Although medical marijuana use is legal under California state law, it remains illegal under the federal Controlled Substances Act. Plus, even though medical marijuana use is legal in California, in 2008 the California Supreme Court, in Ross v. Ragingwire Telecommunications, ruled that an employer may discipline an employee who tested positive for medical marijuana. Recently, in James v. City of Costa Mesa, the Ninth Circuit Court of Appeals held that marijuana for medical purposes is not protected as a form of disability under the Americans with Disabilities Act (“ADA”).
In James, the plaintiffs were severely disabled individuals who had prescriptions for medical marijuana to alleviate chronic pain. The cities of Costa Mesa and Lake Forest enacted ordinances to close marijuana dispensing facilities operating within their boundaries.
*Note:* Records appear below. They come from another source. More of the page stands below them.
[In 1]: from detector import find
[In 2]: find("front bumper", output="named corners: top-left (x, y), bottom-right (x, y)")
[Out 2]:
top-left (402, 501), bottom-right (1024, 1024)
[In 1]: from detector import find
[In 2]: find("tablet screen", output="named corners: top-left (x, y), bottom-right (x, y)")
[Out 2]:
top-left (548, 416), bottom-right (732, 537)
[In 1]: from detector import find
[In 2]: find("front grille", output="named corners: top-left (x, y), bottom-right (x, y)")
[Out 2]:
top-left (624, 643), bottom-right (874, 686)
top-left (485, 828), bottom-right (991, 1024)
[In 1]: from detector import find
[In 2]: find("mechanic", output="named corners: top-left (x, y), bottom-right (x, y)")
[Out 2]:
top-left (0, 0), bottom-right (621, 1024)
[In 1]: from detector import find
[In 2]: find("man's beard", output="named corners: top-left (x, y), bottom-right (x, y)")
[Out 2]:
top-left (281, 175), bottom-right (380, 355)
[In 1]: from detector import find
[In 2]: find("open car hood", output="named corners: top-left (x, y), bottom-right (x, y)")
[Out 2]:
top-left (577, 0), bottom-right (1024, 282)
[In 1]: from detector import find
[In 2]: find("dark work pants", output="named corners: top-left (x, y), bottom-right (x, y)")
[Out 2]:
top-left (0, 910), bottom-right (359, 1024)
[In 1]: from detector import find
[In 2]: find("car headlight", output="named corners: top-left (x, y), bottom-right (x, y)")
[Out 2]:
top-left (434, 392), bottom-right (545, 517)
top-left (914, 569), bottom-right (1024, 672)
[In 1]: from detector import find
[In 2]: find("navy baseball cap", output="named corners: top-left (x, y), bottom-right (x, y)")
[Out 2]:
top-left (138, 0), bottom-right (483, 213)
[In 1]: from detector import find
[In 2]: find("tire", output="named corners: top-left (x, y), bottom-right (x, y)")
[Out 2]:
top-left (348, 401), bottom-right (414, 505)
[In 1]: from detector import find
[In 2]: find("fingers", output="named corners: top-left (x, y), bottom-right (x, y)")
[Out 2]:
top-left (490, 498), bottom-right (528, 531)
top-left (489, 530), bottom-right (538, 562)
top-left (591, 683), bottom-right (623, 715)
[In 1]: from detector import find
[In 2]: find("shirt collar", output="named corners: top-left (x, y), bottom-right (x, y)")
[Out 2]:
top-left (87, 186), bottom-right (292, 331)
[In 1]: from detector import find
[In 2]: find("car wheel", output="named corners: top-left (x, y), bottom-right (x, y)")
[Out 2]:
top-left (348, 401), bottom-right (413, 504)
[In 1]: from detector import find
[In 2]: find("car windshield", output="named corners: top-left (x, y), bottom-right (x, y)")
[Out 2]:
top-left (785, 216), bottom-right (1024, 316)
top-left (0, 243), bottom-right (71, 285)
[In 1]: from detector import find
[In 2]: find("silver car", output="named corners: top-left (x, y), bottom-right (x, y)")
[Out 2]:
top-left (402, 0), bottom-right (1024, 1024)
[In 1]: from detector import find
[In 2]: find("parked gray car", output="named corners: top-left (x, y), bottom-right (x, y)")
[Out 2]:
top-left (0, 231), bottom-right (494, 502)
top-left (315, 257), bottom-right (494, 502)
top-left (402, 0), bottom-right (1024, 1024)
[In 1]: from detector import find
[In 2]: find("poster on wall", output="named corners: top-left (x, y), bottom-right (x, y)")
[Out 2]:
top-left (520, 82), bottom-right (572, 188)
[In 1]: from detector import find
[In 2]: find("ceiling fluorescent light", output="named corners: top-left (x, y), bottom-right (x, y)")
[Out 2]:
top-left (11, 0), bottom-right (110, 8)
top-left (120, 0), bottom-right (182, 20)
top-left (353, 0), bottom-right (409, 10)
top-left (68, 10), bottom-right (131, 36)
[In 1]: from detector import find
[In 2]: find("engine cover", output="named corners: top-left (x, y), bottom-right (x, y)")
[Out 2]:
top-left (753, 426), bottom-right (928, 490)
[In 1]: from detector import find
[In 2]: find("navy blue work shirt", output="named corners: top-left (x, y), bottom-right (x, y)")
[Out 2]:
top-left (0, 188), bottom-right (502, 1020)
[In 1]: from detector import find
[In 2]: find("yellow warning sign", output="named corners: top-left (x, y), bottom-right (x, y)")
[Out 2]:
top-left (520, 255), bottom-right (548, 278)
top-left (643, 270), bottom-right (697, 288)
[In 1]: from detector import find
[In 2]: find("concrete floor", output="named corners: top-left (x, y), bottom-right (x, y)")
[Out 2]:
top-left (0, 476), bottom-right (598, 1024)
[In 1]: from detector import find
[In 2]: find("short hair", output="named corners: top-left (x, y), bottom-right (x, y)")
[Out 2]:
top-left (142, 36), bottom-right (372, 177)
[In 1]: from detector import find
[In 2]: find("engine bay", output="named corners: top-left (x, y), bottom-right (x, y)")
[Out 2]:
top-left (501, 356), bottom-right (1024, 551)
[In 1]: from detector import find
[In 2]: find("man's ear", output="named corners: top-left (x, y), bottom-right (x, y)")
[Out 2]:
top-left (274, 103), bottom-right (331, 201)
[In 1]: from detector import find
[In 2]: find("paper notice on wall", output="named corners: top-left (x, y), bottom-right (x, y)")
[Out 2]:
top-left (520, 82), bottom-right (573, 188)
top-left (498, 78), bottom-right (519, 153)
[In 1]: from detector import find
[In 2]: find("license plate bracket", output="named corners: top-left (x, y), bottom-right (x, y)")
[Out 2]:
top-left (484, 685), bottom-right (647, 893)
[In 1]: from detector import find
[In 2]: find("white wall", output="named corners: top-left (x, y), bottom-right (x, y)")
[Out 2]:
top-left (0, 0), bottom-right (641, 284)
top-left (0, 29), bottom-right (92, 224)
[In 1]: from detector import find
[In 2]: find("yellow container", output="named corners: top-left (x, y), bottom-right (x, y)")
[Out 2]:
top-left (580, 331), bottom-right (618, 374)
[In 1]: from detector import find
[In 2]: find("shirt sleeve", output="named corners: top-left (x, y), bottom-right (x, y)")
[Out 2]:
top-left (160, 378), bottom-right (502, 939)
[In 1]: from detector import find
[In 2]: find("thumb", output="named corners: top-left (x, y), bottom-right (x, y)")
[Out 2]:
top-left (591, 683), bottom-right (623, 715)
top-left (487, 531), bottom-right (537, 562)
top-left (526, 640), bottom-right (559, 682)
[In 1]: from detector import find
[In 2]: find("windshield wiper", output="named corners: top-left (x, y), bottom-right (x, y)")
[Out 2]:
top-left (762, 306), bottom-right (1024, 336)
As a result, the plaintiffs brought suit against Costa Mesa and Lake Forest, alleging that the anticipated closures of the marijuana dispensaries would violate Title II of the Americans with Disabilities Act (“ADA” or “Title II”).
ADA prohibits public entities from denying the benefit of public services to any “qualified individual with a disability.” The plaintiffs alleged that, by interfering with their access to medical marijuana, Costa Mesa and Lake Forest had effectively prevented them from accessing public services in violation of Title II.
The Court looked to the ADA’s language to determine who is entitled to protection. Under the ADA, the term “individual with a disability” does not include an individual who is currently engaging in illegal use of drugs. The ADA defines “illegal use of drugs,” as “the use of drugs, the possession or distribution of which is unlawful under the Controlled Substances Act.”
Although medical marijuana use remains illegal under the federal Controlled Substances Act, the ADA has an exception that applies to “use of a drug taken under supervision of a licensed health care professional, or other uses authorized by the Controlled Substances Act or other provisions of federal law.” Plaintiffs argued that their medical marijuana use fell within the exception for drug use supervised by a licensed health care professional.
The Ninth Circuit disagreed and held that plaintiffs’ medical marijuana use was not protected by the ADA because the exception to the exclusion for illegal drugs use requires that the drug use must both be “under supervision” and “be authorized by . . . federal law.” The Court noted in its analysis that a contrary interpretation of the exception for “use of a drug taken under supervision by a licensed health care professional” would allow a doctor to recommend the use of any controlled substance – including cocaine or heroin – and thereby enable the drug user to avoid the ADA’s illegal drug exclusion. Because marijuana use is not authorized by federal law, the Court held that Costa Mesa and Lake Forest’s closure of marijuana dispensaries did not violate the ADA.
Although the James case is not an employment law case, it reinforces public employers’ ability to discipline employees who test positive for medical marijuana. The James case strengthens the holding in Ross, in which the California Supreme Court held that use of medical marijuana in violation of an employer’s policies can lead to disciplinary action even if the employee has a prescription for such use. If the James court had held that the plaintiffs were protected as individuals with disabilities under the ADA, this could have complicated the ability of employers to discipline those employees who test positive for medical marijuana because those employees would now be qualified as “disabled” under the ADA.